Afinal, é cedido que em nosso direito pátrio o princípio da presunção de inocência é visto como direito fundamental do indivíduo e, em consonância com o disposto no Pacto de San Jose da Costa Rica, consequência natural do princípio que veda a autoincriminação.
Com efeito, esses princípios asseguram que ninguém poderá ser compelido a produzir prova em seu desfavor e a negativa não pode servir de presunção para aplicação de penalidade, muito menos de presunção de culpa em delito, seja ele qual for.

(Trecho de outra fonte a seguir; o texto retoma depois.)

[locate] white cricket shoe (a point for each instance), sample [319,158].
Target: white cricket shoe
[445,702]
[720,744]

Diante da prática de uma conduta ilícita, caberia ao Estado, e somente a ele, por meios completamente lícitos que não firam nossa Carta Magna, produzir as provas incriminadoras da conduta do agente, não podendo este ser acusado ou ser compelido a produzir prova em seu próprio desfavor.

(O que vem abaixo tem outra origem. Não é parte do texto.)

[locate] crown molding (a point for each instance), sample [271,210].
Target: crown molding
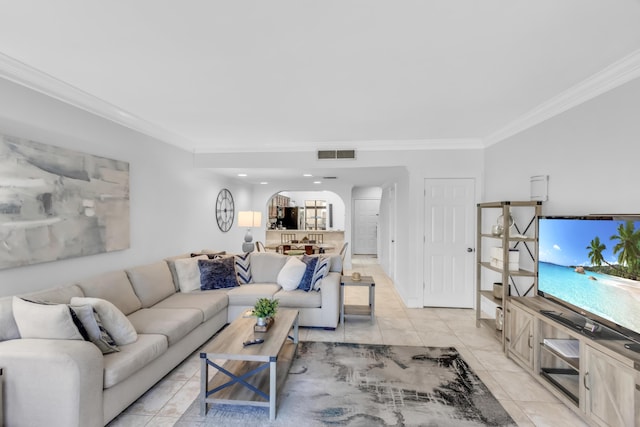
[29,77]
[360,145]
[616,74]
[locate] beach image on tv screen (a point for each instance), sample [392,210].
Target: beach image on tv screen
[593,264]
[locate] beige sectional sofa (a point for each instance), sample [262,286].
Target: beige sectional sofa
[70,382]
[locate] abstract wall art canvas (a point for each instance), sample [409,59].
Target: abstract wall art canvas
[57,203]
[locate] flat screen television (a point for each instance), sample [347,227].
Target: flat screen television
[591,264]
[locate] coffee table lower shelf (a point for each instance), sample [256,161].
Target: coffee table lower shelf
[237,393]
[249,377]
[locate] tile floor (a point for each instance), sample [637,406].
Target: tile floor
[522,396]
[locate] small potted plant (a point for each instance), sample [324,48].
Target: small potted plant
[264,309]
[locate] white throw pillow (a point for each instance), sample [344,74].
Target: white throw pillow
[188,273]
[113,320]
[45,321]
[290,275]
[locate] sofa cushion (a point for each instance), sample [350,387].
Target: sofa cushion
[114,287]
[59,295]
[174,323]
[217,273]
[188,273]
[291,273]
[172,268]
[46,321]
[335,261]
[114,321]
[9,329]
[132,357]
[209,303]
[247,295]
[265,266]
[299,299]
[152,282]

Pois bem, por força destes princípios é que ninguém poderá ser compelido à, por exemplo, se submeter ao exame de etilômetro (bafômetro) ou fornecer material sanguíneo para realização do exame para comprovar a ingestão de substâncias psicoativas. A submissão a tais procedimentos somente pode ocorrer com manifestação voluntariaria do interessado, sob pena de nulidade da prova.
Por todo o exposto, após o termino do período de vacância a Lei 13.281 de 2016 entrará em vigor e com isso estará violando os preceitos neste artigo abordados, que de forma clara e explicita se encontram contidos na Constituição deste país.
LEI DE TRÂNSITO E SUAS MODIFICAÇÕES
Em nosso país, em meados de 1910 foi regulamentado o primeiro decreto a regulamentar o trânsito e relações dele advindas (Decreto nº 8.324), tratando especificamente sobre os serviços de transporte por automóveis.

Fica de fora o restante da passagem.